Gymshark : une action collective pour déclarations trompeuses sur les partenariats d'influenceurs
La marque de vêtements de sport Gymshark fait face à une action collective alléguant le non-respect des obligations de divulgation pour les partenariats avec des influenceurs sur les réseaux sociaux. La procédure met en cause la stratégie marketing de longue date de l'entreprise.

La marque de vêtements de sport Gymshark fait désormais l'objet d'une action collective proposée. Déposée aux États-Unis et au Canada, la plainte allègue que l'entreprise a omis de divulguer correctement ses partenariats rémunérés avec des influenceurs sur les réseaux sociaux, enfreignant ainsi les directives de la Federal Trade Commission (FTC).
L'action en justice, initiée par Mihaela Lupea, résidente de Floride, au nom d'un groupe de consommateurs, affirme que Gymshark conclut des accords avec des influenceurs pour promouvoir ses produits. Ces promotions apparaissent sur les réseaux sociaux sans étiquettes claires indiquant qu'il s'agit de publicités ou de partenariats rémunérés. La plainte soutient que cette omission délibérée trompe les consommateurs en leur faisant croire que les créateurs de contenu utilisent les produits Gymshark de manière organique, influençant ainsi négativement leurs décisions d'achat.
La plainte suggère que cette pratique n'est pas accidentelle mais constitue une stratégie commerciale centrale employée par Gymshark depuis sa création. Fondée en 2012 par Ben Francis, l'entreprise basée au Royaume-Uni a connu une croissance rapide en envoyant des produits gratuits à des YouTubers fitness populaires, atteignant le statut de licorne en 2020.

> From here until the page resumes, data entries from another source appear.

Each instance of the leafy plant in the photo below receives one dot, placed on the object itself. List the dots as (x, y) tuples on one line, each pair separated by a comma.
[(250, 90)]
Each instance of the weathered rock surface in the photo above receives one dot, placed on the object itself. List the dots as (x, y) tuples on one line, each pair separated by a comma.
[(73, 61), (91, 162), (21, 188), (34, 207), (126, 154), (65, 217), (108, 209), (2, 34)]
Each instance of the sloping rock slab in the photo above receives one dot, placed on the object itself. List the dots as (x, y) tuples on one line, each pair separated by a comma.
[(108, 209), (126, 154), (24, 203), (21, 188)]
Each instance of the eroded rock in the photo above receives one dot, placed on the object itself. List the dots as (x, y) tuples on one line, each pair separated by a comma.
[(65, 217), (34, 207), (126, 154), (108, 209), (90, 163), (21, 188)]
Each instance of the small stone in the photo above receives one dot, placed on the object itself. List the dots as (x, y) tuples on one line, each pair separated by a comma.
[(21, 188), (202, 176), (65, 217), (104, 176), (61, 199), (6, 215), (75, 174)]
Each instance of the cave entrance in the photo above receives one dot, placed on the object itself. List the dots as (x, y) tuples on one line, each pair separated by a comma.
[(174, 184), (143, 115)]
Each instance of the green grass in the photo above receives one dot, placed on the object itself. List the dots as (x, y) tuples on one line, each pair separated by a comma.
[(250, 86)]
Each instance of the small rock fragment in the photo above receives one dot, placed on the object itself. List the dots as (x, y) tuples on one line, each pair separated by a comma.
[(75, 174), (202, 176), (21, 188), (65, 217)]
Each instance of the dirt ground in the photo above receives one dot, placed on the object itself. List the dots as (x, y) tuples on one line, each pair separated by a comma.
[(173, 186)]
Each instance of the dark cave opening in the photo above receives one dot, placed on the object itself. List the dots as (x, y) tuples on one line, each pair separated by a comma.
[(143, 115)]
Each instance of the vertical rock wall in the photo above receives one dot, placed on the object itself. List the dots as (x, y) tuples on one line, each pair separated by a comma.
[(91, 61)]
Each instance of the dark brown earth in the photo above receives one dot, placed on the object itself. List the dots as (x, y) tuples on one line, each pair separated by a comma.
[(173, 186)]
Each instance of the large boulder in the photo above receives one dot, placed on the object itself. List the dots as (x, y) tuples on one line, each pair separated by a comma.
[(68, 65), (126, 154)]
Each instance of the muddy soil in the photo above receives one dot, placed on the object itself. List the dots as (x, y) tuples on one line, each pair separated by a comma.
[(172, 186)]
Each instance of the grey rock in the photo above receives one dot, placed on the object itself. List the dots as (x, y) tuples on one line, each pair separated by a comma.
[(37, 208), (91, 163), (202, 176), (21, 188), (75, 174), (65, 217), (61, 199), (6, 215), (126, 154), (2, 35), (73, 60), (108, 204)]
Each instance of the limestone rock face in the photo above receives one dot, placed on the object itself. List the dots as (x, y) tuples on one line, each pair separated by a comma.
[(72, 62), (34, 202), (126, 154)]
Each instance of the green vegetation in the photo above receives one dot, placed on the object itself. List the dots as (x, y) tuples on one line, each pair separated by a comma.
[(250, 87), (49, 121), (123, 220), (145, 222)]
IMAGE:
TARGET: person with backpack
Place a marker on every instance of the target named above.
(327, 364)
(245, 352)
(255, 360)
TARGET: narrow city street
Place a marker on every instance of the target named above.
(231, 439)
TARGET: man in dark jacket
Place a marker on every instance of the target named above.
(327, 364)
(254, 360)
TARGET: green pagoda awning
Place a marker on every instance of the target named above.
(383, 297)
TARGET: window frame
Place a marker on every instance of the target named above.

Plusieurs exemples de publications d'influenceurs sont cités dans la plainte. Ces publications auraient fait la promotion des produits Gymshark et même de ventes à venir, mais sans les divulgations requises. Selon la plainte, Gymshark et ses partenaires auraient "fait de grands efforts pour dissimuler" leurs relations commerciales, ce qui permettrait prétendument à la marque de fixer des prix plus élevés que ceux de ses concurrents. Des actions en justice similaires ont déjà ciblé Alo Yoga et Revolve.
Gymshark a annoncé environ 646 millions d'euros de ventes entre août 2024 et juillet 2025, bien que les bénéfices avant impôts aient connu une baisse significative. L'entreprise n'a pas encore commenté l'action en justice.